An "atypical" pharmacy

"The landlowner does not want to renew the lease. For more than a year the pharmacists have been trying to reach an agreement but there has been no way", explains Mónica Piñol, who stands in for the official pharmacist, Anna Enrich. She took over the establishment in 2010, when the previous owner, Carles Mallol, retired. And then there were already suspicions about whether the new pharmacy would keep the original elements. Now the license has been moved to a new pharmacy in Villa Olímpica and staff will continue to serve customers in Banys Nous street.
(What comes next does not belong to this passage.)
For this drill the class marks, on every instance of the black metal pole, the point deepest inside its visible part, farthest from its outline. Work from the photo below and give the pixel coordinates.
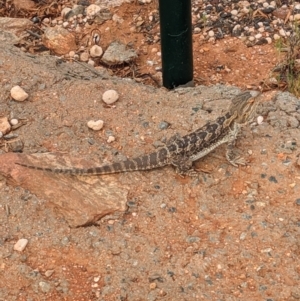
(176, 42)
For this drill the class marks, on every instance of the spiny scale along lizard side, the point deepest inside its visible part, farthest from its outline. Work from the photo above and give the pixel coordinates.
(182, 151)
For years the pharmacy on Carrer Ferran has been "atypical", Piñol admits

Here the most usual is not that clients enter with a doctor's prescription to collect medicines, but rather that tourists wanting to buy sunscreen or drugs against difficult digestions. "It's a pharmacy where we give a lot of advice and receive few prescriptions," the pharmacist explains. During the pandemic, despite being allowed to stay open, they saw how the clientele plummeted: there were no tourists and very few people still actually lived in the area.

The pharmacy will close and with it a little (more) of the street's history will be lost. There are few survivors, such as the Sant Jordi bookshop, also condemned to move because of a hike in rent or the fine arts shop, which has been there since 1969. "Those who have closed down will not return," Enric Moj from Belles Arts Ferran predicts. He reckons those who are open are the few local businesses which survived the years of mass tourism, all threatened by possible increases in rent that would make it unviable for them to continue.
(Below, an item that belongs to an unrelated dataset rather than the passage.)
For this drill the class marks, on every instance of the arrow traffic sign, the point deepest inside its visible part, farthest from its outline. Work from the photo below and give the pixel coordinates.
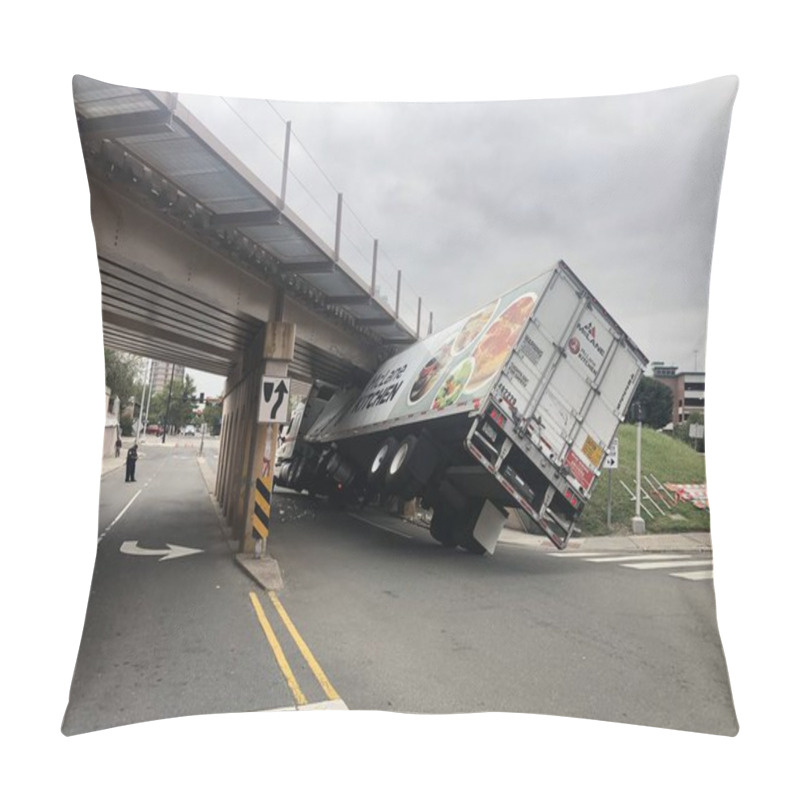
(274, 404)
(172, 551)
Moj explains that landlords were asking for monthly rentals of up to €18,000 or €25,000 and that this is obviously not within the reach of any trader. "It is the chronicle of a death foretold," he says, adding that many landlords have preferred to rent premises to "mafias" who can pay higher rents while administrations have given them little support. "The pandemic has made a natural selection," adds Josep Morales, of Librería Sant Jordi, convinced that the businesses that have closed down offered nothing of too much value to the city

"Carrer Ferran is ground zero of the impact of the pandemic," says Gabriel Jené, of Shopkeepers Association Barcelona Oberta, who is in no doubt that the shops will soon fill up again because, he says, the city's future is at stake here: "If the centre dies, Barcelona dies". And what will open? "It will depend on the type of tourism that comes. It will be whatever suits the new demand," he replies.

This diagnosis is not shared by the Association of Neighbours of the Gothic Quarter, which refuses to speak in terms of quality of tourism and puts the focus on quantity. "What the neighbourhood needs is fewer tourists and more residents," defends Martí Cusó. He sees the crisis caused by the pandemic as the time to change "the city model" and abandon the exponential growth of tourism of the last decade: "It is not possible to change the commercial model only through a land use plan; instead, public housing is needed, as well as regulation of commercial rental prices, a halt on promoting tourism and protection of the trade that has resisted".